Incorrect: Patients with inadequately controlled asthma should have their ICS-LABA inhaler increased to a high dose before adding a LAMA (long-acting muscarinic antagonist) inhaler. This patient is only on a low-dose ICS-LABA inhaler.

D. Make no changes and reevaluate the patient in one week

Incorrect: This patient’s asthma is poorly controlled, and making no changes to therapy is inappropriate.

E. Start omalizumab or mepolizumab

Incorrect: These medications are monoclonal antibodies indicated for use in severe, uncontrolled asthma with specific lab abnormalities (IgE >30 IU/mL for omalizumab and eosinophils >150 cells/µL for mepolizumab). 

Main Explanation

Asthma is an obstructive lung disease characterized by episodic inflammation and hyperresponsiveness of bronchial smooth muscles leading to shortness of breath and wheezing. Treatment is directed at reducing inflammation (steroids) and relaxing bronchial smooth muscle (beta-agonists and muscarinic antagonists). Inhaled medications include short-acting beta-agonists (SABA), long-acting beta-agonists (LABA), inhaled corticosteroids (ICS), and long-acting muscarinic antagonists (LAMA).

Patients with mild symptoms should be started on an as-needed low-dose ICS-LABA. If more control is needed, this regimen can be changed to a daily low-dose ICS with or without an as-needed SABA for rescue therapy. If a patient’s asthma continues to be partially controlled, they should switch to a daily low-dose ICS-LABA, again adding a SABA for rescue therapy. If patients are still poorly managed, the next step is changing to a daily medium-dose ICS-LABA and, eventually, a daily high-dose ICS-LABA. If asthma is still poorly controlled, other medications should be considered, such as an inhaled LAMA or biological agents (e.g., mepolizumab, omalizumab).

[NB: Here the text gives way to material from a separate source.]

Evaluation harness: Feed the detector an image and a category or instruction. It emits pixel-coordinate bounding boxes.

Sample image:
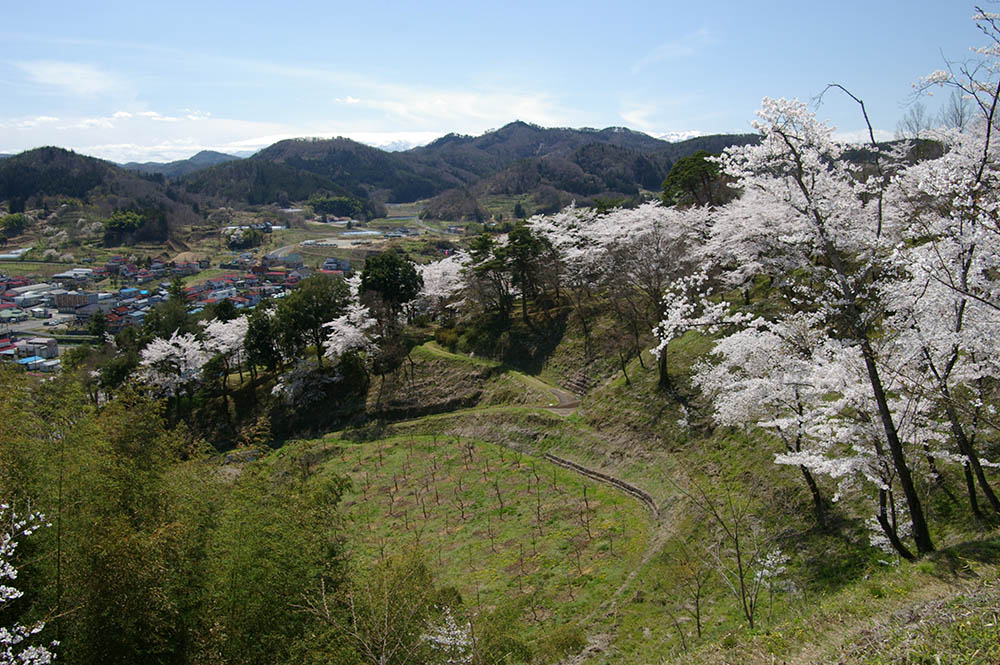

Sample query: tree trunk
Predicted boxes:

For acute asthma exacerbations, including those in status asthmaticus, patients should receive supplemental oxygen, inhaled bronchodilators including a short-acting muscarinic antagonist like ipratropium and a short-acting beta agonist or SABA like albuterol, and systemic corticosteroids. If a patient doesn’t respond to this treatment, then a single dose of IV magnesium may be administered. If they do not respond to these measures, patients should be considered for non-invasive ventilation (e.g. bi-level positive airway pressure) or endotracheal intubation and mechanical ventilation. Mechanical ventilation should be considered for any patient with altered mental status, cyanosis, inability to maintain respiratory effort, and worsening hypercapnia and respiratory acidosis. 

Major Takeaway

Asthma treatment follows a stepwise approach that begins with an as-needed low-dose ICS-LABA for mild symptoms. After that, daily inhalers should be given and changed in the following order: low-dose ICS, low-dose ICS-LABA, medium-dose ICS-LABA, high-dose ICS-LABA. Eventually biologics may be needed if the patient meets criteria for them.